If you want to future-proof your technology career in finance (among other segments), you probably need to learn about quantum computing. As we’ve noted often before, banks are lining up quantum computing research teams, and JPMorgan already boasts achievements in areas such as quantum cryptography.

In line with that, quantum researchers at both Goldman Sachs and JPMorgan have released new reading materials to help aspiring quantum researchers self-inform about their area. 

Rajiv Krishnakumar joined Goldman Sachs in 2018 after leaving Stanford University with a PhD in applied physics. Krishnakumar helped set up Goldman’s quantum computing research team in 2019, and he’s just posted a blog on Medium with advice on how to get started in quantum computing. 

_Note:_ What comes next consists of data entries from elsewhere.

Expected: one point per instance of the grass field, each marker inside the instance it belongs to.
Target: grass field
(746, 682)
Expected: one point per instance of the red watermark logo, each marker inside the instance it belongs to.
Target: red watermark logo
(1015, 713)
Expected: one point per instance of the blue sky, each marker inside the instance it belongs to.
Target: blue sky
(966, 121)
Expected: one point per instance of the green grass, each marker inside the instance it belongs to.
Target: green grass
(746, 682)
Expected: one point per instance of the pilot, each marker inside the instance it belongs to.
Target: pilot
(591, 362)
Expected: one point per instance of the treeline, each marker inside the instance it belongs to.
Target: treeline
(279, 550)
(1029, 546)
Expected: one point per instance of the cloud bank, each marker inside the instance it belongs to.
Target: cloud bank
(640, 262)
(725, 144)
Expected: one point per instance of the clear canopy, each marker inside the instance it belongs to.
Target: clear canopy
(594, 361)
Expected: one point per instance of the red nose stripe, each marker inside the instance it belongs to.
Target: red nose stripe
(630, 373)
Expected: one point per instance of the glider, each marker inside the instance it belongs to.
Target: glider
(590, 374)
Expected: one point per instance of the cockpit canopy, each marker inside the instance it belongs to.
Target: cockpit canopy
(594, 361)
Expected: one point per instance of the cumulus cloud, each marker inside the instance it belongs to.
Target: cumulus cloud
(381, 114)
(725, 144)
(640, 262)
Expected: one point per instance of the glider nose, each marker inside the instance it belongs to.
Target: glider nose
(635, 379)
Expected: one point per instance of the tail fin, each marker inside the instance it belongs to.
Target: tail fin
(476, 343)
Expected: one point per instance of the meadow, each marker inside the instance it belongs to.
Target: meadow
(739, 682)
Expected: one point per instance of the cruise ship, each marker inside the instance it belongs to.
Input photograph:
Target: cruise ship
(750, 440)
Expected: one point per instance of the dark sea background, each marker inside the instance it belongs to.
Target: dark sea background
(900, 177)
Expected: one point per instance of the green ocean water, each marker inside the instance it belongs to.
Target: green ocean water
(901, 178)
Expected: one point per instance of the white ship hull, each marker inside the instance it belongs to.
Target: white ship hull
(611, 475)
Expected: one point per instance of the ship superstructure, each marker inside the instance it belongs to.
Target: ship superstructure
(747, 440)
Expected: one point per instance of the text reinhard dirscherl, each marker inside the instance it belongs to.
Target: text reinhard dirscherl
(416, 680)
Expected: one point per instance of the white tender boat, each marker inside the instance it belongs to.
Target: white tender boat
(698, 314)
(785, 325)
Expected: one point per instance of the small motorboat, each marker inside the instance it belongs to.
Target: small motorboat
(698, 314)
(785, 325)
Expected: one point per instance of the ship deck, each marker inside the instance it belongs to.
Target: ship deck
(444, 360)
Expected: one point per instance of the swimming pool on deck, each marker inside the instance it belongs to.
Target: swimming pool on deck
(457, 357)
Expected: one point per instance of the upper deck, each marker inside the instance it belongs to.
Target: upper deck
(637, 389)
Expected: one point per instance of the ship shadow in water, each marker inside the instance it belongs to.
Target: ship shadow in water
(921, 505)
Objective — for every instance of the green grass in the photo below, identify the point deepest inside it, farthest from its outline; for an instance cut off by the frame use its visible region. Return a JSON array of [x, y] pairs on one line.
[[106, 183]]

Krishnakumar’s quantum reading list includes the following: Quantum computing Progress and Prospects (cost: $55); Quantum computing in the Noisy Intermediate-Scale Quantum (NISQ) era and beyond (cost: zero); Quantum Computing and Quantum Information (cost: zero); Introduction to Quantum Algorithms (cost: zero); the Qiskit textbook (cost: zero); Intro to Quantum Machine Learning (a free YouTube video).

Krishnakumar’s intention is to help teach aspiring quantum computing experts the basics. Once you’ve worked through that, you can move on to the latest paper on quantum search released by  Constantin Gonciulea, Austin Gilliam and Marco Pistoia, who are in engineering research at JPMorgan. 

Gonciulea is the JPMorgan technologist who previously achieved a ‘quantum breakthrough’ while working weekends at home during the lockdown. The new paper builds on this by further shortening quantum search times using ‘amplitude amplification,’ partitioning target states into different classes and achieving 100 percent probability when searching for a particular quantum state.

If you’ve read (and understood) all of that, you can revert to something a little less exhausting: Gonciulea also advises reading the Book of Why by Judea Pearl and Dana Mackenzie for insights into causation that will take artificial intelligence beyond mere ‘curve fitting.’